One of the Primary Models Used by the IPCC
As Freeman Dyson said, "The great advances in science usually result from new tools rather than from new doctrines." The telescope, the microscope, X-rays and MRIs, etc. Climate modeling software is such a tool, allowing us to make probabilistic estimates about what is likely to happen to our planet's if we do X or Y or Z. And while we can never be 100% sure about the future, our tools are getting more sophisticated (models take more things into account, faster computers allow more simulations to be run, better instruments and satellites allow better information gathering, etc). The Community Earth System Model (CESM) is one of the main tools of climate scientists, and a new version is out. Read on for more details.
The CESM is built by the National Center for Atmospheric Research (NCAR) and jointly supported by the Department of Energy (DOE) and the National Science Foundation, which is NCAR's sponsor. It will be one of the primary climate models used for the next assessment by the Intergovernmental Panel on Climate Change (IPCC), so it's a big deal.
The new model's advanced capabilities will help scientists shed light on some of the critical mysteries of global warming, including:
- What impact will warming temperatures have on the massive ice sheets in Greenland and Antarctica?
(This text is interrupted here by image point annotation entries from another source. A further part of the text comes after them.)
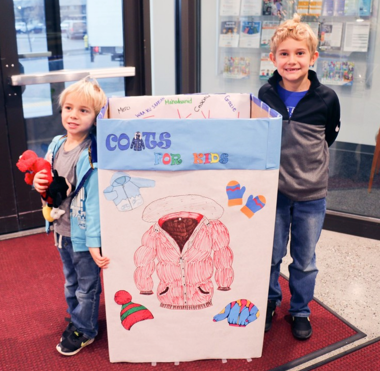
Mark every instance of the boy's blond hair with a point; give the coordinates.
(90, 90)
(296, 30)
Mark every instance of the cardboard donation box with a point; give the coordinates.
(187, 219)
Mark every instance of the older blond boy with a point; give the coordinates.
(311, 121)
(77, 231)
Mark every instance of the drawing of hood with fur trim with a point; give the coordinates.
(186, 245)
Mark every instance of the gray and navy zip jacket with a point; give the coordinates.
(84, 206)
(306, 136)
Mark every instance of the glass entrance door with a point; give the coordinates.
(89, 36)
(44, 46)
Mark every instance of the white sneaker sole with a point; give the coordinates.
(58, 347)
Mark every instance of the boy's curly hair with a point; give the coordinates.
(90, 90)
(296, 30)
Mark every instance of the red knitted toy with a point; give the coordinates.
(58, 187)
(30, 164)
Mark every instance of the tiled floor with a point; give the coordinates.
(348, 283)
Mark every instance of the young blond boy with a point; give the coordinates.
(311, 121)
(77, 231)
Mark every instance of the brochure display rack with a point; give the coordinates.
(343, 28)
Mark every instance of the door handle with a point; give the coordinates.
(70, 75)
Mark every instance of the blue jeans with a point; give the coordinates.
(304, 220)
(82, 287)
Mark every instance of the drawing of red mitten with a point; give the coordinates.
(253, 205)
(234, 193)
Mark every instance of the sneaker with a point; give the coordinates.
(69, 329)
(74, 343)
(271, 309)
(301, 328)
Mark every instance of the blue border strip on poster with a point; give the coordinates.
(178, 145)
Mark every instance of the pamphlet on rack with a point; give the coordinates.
(303, 7)
(314, 27)
(250, 34)
(328, 8)
(272, 7)
(266, 67)
(236, 67)
(250, 7)
(365, 7)
(229, 34)
(339, 8)
(315, 8)
(356, 37)
(268, 28)
(336, 72)
(351, 7)
(331, 36)
(229, 7)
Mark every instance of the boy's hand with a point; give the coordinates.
(101, 261)
(40, 181)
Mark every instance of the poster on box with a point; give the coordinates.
(187, 220)
(183, 106)
(250, 8)
(236, 67)
(250, 34)
(229, 34)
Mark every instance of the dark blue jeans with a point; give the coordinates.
(303, 221)
(82, 287)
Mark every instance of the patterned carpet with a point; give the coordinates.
(32, 313)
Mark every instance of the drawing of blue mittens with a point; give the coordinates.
(239, 313)
(234, 193)
(253, 205)
(124, 191)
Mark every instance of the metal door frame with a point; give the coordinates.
(20, 206)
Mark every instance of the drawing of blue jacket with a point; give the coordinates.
(124, 191)
(239, 313)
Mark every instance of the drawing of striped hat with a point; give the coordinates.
(131, 312)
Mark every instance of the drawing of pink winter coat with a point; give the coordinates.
(190, 244)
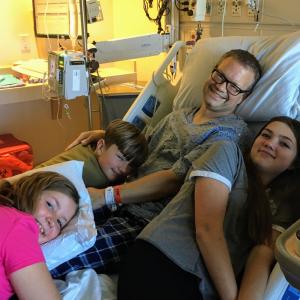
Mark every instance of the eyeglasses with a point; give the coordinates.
(231, 88)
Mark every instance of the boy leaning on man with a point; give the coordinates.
(112, 158)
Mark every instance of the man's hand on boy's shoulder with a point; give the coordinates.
(97, 197)
(87, 137)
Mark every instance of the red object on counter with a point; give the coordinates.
(15, 156)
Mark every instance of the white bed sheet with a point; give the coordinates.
(87, 284)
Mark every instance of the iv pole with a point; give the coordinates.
(83, 19)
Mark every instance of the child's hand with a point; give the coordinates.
(97, 196)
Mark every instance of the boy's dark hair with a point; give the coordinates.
(129, 140)
(247, 60)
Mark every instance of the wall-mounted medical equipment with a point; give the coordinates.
(132, 47)
(67, 74)
(51, 18)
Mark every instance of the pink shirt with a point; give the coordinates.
(19, 245)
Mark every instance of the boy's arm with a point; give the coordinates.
(211, 199)
(257, 271)
(151, 187)
(87, 137)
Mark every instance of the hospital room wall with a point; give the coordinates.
(275, 17)
(30, 119)
(129, 19)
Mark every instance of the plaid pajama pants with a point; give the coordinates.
(115, 233)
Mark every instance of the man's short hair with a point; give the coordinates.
(129, 139)
(247, 59)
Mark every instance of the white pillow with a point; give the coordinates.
(277, 92)
(80, 234)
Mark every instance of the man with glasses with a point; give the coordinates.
(175, 142)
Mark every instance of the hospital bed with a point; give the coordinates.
(277, 93)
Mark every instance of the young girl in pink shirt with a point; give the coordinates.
(33, 210)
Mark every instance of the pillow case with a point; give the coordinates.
(80, 233)
(277, 92)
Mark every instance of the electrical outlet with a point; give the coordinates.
(251, 12)
(209, 8)
(220, 7)
(236, 9)
(25, 43)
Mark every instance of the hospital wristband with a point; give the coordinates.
(110, 199)
(117, 194)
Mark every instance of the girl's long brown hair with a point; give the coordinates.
(259, 213)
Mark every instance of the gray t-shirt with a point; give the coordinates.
(176, 142)
(173, 231)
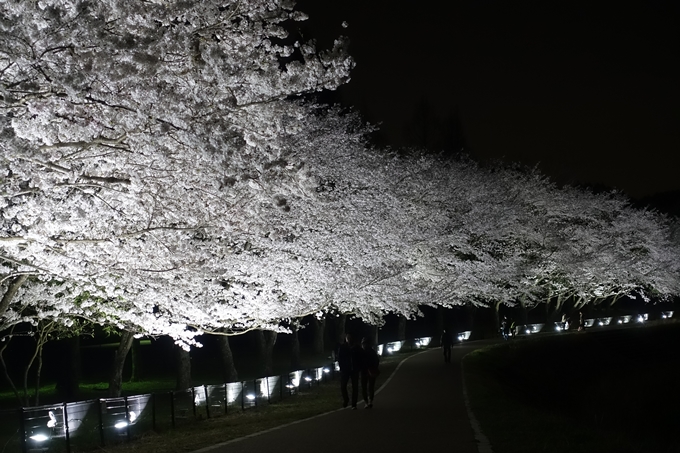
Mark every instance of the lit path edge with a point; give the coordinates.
(422, 406)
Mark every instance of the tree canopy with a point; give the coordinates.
(162, 171)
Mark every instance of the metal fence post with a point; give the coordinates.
(22, 428)
(172, 408)
(207, 401)
(193, 400)
(255, 389)
(127, 418)
(153, 411)
(226, 398)
(101, 422)
(67, 432)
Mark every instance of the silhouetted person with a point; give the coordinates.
(349, 359)
(446, 343)
(369, 371)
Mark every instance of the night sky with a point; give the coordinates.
(587, 91)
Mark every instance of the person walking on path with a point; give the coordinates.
(446, 343)
(349, 359)
(370, 370)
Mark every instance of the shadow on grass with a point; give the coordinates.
(598, 391)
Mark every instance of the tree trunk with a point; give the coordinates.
(340, 329)
(116, 380)
(134, 375)
(265, 346)
(229, 373)
(68, 379)
(373, 331)
(295, 363)
(401, 328)
(12, 289)
(3, 346)
(318, 330)
(183, 368)
(439, 325)
(38, 372)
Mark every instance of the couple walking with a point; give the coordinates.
(358, 362)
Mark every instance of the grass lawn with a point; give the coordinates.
(595, 391)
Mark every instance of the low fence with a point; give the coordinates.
(88, 425)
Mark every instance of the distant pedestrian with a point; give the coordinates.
(370, 370)
(446, 343)
(349, 359)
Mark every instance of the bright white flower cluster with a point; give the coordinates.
(159, 175)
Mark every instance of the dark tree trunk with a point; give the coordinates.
(229, 373)
(340, 328)
(373, 331)
(438, 325)
(134, 375)
(401, 328)
(295, 362)
(483, 323)
(116, 380)
(265, 346)
(12, 289)
(68, 379)
(183, 368)
(318, 330)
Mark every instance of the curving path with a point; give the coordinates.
(421, 407)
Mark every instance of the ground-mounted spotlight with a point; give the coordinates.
(124, 423)
(120, 425)
(39, 437)
(423, 342)
(462, 336)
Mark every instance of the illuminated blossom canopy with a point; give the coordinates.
(160, 171)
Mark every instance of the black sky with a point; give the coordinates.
(589, 91)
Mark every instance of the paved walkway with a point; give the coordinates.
(420, 408)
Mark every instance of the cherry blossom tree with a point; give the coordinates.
(138, 145)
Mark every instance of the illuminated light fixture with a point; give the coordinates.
(423, 342)
(52, 422)
(120, 425)
(39, 437)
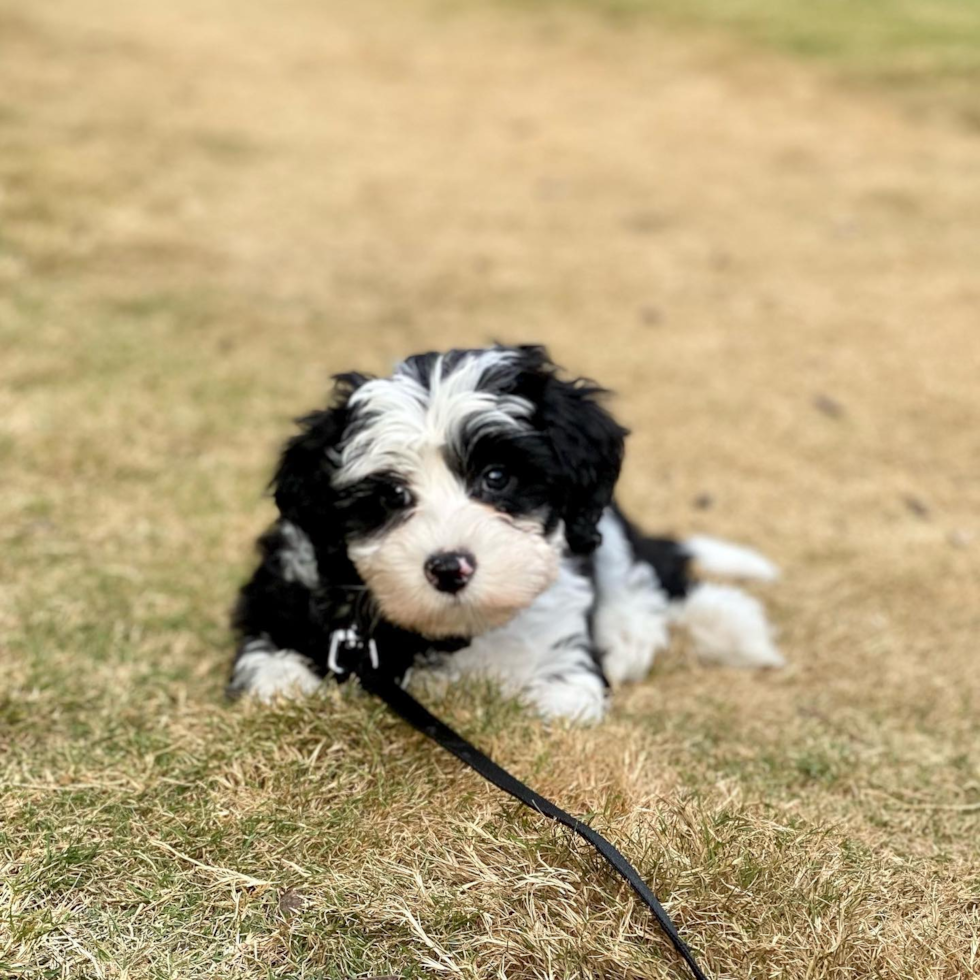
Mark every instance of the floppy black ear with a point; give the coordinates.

- How will patterns in the ocean and atmosphere affect regional climate in coming decades?
- How will climate change influence the severity and frequency of tropical cyclones, including hurricanes?
- What are the effects of tiny airborne particles, known as aerosols, on clouds and temperatures?
Unlike most other climate modeling softwares, the CESM is freely available to all researchers worldwide and was developed by a community of scientists. A great way to pool all the best expertise together and to keep things transparent.
You can actually get the CESM here.
"With the Community Earth System Model, we can pursue scientific questions that we could not address previously," says NCAR scientist James Hurrell, chair of the scientific steering committee that developed the model. "Thanks to its improved physics and expanded biogeochemistry, it gives us a better representation of the real world." (source)
Decisions Under Uncertainty
When making decisions under uncertainty, you should use the best information that is available, even if that information is imperfect. If we wait for perfect information, it might be too late. And right now the best information that we have about our planet's climate comes from the people who are spending their lives studying it, not from the gut feeling of those who feel that "everything's gonna be all right" and "we don't have to worry about greenhouse gases".